The time window for RIPC treatment was key in our study. In our study, we performed RIPC within 2 h of intravenous rt‐PA and continuous RIPC therapy for 7 days. Previous studies have shown that postconditioning attenuates reperfusion injury in a transient focal ischemia–reperfusion model when performed within 3 h of reperfusion.24, 25, 26 This protective effect can last for 48–72 h, which is triggered by ROS, mediated by the modulated inflammatory response and improved endothelial function.27, 28 Furthermore, patients with AIS may experience neurological deterioration hours or days after onset and reach an unexpectedly severe disability status. RIPC can effectively reduce the progressive effects and recurrence of stroke.8 Thus, long‐term daily RIPC was more effective in providing neurological improvement than was a single episode.

In our study, the completion rate of RIPC was 97.0% and the time before starting the first RIPC procedure was 66.0 min. The result is consistent with our previous study.29 In the meantime, we found that only 60% (9 participants) of the participants received all 65 cycles. Six participants who have not completed all the treatment, 4 participants required to get discharged earlier than plane (discharged before seven days) because of significant alleviation and 2 participants missed the RIPC treatment because they had to go for an examination (such as CTA, MRI).
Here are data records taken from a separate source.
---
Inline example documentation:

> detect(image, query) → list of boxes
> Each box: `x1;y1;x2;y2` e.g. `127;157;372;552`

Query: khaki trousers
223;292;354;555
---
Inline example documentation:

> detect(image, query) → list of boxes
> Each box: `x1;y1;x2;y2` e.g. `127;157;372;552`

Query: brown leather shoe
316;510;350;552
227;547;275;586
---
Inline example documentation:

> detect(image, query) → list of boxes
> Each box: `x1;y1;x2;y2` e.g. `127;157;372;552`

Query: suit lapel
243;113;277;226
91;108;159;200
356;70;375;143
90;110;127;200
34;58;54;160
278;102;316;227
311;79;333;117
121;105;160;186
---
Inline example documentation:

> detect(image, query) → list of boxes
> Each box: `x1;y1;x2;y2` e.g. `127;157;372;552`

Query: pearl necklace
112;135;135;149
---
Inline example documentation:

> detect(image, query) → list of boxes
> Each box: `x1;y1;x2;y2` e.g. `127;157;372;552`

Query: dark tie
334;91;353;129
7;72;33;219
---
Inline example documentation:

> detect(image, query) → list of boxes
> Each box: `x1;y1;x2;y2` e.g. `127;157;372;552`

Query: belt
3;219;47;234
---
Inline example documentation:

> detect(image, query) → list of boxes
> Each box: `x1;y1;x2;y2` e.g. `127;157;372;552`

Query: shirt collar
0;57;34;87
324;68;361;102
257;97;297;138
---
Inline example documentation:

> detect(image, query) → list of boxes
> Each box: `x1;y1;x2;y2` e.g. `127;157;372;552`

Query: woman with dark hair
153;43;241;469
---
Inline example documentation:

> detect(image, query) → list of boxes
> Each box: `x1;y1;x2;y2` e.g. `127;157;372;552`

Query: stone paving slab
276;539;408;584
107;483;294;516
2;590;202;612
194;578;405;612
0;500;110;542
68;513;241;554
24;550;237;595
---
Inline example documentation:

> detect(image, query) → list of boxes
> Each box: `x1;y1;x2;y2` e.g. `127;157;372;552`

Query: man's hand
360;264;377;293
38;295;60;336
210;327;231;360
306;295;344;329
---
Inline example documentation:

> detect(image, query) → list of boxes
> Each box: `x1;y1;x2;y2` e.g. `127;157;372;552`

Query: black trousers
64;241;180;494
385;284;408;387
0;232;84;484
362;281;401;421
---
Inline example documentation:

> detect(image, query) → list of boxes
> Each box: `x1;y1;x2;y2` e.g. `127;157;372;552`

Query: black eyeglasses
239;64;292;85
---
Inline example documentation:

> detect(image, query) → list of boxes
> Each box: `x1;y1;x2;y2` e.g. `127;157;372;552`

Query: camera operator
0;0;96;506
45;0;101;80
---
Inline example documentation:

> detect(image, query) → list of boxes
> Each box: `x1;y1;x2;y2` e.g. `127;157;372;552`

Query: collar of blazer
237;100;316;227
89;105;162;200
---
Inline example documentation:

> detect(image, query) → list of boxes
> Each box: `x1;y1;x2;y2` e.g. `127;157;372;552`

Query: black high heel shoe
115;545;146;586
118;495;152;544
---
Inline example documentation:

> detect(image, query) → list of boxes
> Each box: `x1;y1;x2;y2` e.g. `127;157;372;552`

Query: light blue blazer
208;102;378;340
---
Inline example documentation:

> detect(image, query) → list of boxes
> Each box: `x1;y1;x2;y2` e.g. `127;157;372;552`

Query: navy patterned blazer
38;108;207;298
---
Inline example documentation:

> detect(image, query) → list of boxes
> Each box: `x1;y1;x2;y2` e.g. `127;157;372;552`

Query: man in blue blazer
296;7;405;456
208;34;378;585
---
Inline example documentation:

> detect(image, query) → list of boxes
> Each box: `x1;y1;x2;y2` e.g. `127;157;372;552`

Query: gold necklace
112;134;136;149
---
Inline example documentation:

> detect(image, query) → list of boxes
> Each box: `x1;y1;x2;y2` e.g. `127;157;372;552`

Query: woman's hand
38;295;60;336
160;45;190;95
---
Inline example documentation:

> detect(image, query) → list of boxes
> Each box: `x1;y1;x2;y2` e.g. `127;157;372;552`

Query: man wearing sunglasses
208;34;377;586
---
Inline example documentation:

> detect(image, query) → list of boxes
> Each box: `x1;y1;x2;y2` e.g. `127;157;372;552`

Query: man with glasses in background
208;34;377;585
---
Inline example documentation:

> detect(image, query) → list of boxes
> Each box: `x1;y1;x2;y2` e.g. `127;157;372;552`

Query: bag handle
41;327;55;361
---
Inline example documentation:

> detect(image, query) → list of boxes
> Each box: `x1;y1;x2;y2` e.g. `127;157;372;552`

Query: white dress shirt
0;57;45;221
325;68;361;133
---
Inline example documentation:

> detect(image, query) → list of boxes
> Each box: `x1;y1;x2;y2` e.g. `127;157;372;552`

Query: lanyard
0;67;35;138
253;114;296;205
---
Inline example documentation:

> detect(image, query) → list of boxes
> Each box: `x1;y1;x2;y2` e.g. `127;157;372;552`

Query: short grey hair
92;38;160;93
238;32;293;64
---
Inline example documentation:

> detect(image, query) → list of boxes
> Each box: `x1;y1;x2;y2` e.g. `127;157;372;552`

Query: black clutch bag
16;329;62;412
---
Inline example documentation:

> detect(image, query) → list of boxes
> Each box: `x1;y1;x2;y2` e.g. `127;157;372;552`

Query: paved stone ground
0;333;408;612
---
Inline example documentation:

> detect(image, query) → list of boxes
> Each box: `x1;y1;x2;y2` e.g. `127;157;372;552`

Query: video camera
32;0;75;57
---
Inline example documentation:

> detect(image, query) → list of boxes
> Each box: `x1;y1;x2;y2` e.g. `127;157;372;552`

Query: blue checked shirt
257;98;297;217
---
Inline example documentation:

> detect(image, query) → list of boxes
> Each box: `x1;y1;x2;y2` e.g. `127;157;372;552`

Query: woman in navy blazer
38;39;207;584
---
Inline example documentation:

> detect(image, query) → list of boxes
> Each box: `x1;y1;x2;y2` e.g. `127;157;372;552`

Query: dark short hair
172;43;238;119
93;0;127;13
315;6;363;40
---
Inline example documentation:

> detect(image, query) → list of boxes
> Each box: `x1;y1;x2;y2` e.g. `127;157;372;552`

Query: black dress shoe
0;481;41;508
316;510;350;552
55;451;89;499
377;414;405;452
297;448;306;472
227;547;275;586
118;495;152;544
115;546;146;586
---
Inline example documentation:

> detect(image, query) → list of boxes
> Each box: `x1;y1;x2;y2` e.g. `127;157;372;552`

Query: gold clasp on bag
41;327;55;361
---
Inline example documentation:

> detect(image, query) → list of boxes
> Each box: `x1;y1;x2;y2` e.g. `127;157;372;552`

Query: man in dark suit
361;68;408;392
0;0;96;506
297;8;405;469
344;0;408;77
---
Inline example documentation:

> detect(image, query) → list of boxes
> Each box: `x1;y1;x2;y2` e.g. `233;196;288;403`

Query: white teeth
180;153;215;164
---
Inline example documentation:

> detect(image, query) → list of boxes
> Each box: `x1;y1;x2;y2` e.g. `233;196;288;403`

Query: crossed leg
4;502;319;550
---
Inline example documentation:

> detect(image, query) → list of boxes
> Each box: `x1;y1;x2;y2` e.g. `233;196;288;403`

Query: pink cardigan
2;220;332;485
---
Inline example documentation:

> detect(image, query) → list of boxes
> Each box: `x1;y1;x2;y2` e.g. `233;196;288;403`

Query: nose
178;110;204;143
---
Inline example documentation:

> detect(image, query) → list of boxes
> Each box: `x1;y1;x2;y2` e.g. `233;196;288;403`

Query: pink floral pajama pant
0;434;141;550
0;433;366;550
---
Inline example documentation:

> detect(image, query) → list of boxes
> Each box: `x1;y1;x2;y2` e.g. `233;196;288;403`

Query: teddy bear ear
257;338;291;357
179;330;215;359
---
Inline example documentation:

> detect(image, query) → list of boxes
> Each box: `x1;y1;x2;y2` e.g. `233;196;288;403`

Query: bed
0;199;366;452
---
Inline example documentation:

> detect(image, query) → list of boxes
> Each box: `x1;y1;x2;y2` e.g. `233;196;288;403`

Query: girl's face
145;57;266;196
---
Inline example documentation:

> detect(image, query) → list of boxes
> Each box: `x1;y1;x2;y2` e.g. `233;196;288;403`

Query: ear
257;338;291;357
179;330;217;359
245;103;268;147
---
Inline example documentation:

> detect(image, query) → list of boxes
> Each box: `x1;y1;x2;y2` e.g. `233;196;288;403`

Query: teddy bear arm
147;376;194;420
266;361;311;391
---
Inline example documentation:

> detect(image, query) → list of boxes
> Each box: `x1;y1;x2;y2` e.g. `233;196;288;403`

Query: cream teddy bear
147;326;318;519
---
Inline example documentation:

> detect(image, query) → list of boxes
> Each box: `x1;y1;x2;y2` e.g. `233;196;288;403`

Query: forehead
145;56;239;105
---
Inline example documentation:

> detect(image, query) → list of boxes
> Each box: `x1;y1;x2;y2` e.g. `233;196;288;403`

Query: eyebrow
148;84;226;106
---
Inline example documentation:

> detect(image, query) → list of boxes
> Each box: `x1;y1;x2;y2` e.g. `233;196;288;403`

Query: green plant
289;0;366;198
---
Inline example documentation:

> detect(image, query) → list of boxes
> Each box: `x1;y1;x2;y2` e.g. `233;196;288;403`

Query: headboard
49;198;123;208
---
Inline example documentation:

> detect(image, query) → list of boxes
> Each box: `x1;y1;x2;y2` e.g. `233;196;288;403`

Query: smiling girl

Although several participants had pinpoint‐like erythema in the local area, they could cooperate well to complete the treatment without any pain. Myoglobin is an iron‐ and oxygen‐binding protein found in the muscle tissue and is a sensitive marker for muscle injury.7, 30 No differences were found in the level of myoglobin between the two groups. Therefore, RIPC may be considered safe for patients after IVT.

There are several limitations in this study. First, although the NIHSS score in the RIPC group was lower than that in the control group at 30 days (P < 0.05), the sample size was not sufficient to provide the statistical power to detect changes in clinical outcomes and vascular events. Therefore, the differences in neurological improvement may be due to chance or statistical bias. Secondly, the participants in the control group received standard medical therapy only but not sham‐RIPC therapy. This may lead to a statistical bias.

In conclusion, these results suggest that RIPC is feasible and safe for AIS patients after intravenous rt‐PA thrombolysis. Further investigation is needed to confirm these results and investigate the efficacy of RIC in this patient population.

Conflict of Interest

Dr. Xunming Ji is one of the inventors of the electric autocontrol device that has been patented in China (ZL201420846209.5, China). The other authors declare that they have no conflict of interest.